Trata-se da antropização do campo através instalação de parques eólicos qualquer linhas elétricas. Segundo dados da Fundação, uma média de dois abutres barbudos morrem todos os anos nos Pirenéus após colidirem com instalações deste tipo. “O aumento das temperaturas gerado pelas mudanças climáticas também é muito importante”, acrescenta Gil. “Nos Pirenéus a subida já é de 0,2º C por década, o que está a fazer com que algumas espécies que antes não estavam aqui presentes se desenvolvam num ciclo completo nestas latitudes e a aumentar o risco de contágio de novas infecções para as quais os abutres barbudos não estão preparado. Já documentamos alguns casos de malária.”
Fundamental para os ecossistemas
Quando um animal morre nas montanhas, alguns mamíferos canídeos, como lobos ou raposas e abutres, vêm saciar sua fome, o que repele a carne e as vísceras refinadas. Eles são necrófagos que devoram e aproveitam até a última proteína. O abutre barbudo é o último elo. Eles descem do céu quando a festa termina e começam a devorar o que ninguém queria: os ossos. Esta qualidade confere-lhes um papel essencial na regulação e limpeza dos ecossistemas de montanha.

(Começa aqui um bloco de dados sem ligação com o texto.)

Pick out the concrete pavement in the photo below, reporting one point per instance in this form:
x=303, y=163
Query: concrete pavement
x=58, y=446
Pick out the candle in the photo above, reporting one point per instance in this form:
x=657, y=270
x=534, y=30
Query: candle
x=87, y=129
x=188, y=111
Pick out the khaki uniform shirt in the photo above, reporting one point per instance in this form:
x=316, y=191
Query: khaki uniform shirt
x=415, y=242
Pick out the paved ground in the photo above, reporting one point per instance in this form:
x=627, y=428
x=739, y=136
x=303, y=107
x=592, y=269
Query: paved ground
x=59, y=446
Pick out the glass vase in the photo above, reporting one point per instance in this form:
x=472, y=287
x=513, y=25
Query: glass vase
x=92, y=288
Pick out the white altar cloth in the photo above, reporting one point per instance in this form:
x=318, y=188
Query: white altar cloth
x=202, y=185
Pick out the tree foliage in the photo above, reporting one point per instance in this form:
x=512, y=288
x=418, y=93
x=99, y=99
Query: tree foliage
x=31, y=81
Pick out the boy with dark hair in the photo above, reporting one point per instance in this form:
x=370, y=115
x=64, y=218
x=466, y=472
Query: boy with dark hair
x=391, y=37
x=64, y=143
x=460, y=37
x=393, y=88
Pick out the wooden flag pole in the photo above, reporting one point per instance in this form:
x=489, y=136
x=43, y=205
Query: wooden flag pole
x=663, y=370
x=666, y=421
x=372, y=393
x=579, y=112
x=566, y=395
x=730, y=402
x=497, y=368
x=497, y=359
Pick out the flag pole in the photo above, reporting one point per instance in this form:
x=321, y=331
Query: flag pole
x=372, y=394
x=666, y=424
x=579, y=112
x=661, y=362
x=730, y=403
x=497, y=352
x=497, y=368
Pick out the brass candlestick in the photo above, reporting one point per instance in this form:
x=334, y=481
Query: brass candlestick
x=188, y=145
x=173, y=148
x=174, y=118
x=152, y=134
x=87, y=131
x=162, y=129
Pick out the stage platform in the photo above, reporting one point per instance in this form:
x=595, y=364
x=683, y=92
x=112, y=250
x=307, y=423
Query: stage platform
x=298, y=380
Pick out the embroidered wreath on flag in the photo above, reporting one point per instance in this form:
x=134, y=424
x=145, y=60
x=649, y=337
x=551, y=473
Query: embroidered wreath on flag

“Essa limpeza é fundamental porque o acúmulo excessivo de ossos aumenta as possibilidades de surtos de doenças como o antraz. Embora não seja muito provável que isso ocorra, é verdade que existem inúmeras doenças que podem ser transmitidas desta forma”, explica Luis Tirado, porta-voz do Sociedade Ornitológica Espanhola (SEOBirdLife)que sustenta que o relançamento desta espécie ajuda a conservar outros seres vivos que poderiam contrair doenças derivadas de um ecossistema incompleto e insalubre.
A forma de alimentação, aproveitando proteínas e medulas, é também essencial para a sobrevivência da pecuária extensiva localizada em prados e vales em zonas elevadas. O raptor, inofensivo e incapaz de atacar, retira do solo os ossos de animais silvestres caçados por predadores e ajuda a garantir que os bandos não entrem em contato com vísceras e miudezas que poderiam ser vetores de possíveis infecções. Em outras palavras, é um barreira contra infecção de gado.
A recuperação e expansão exponencial do abutre barbudo tornou-se também um vetor económico para algumas zonas rurais que, nos últimos anos, têm beneficiado de programas de ecoturismo destinados à observação da ave de rapina. Para Tirado, a forma como as Administrações e as organizações sociais têm actuado deve marcar o ritmo e o caminho para a conservação de outras espécies em conflito como o lobo ou o urso. “É preciso seguir esses passos, e isso significa começar a trabalhar com a sociedade sem impor nada, apenas conscientizando”.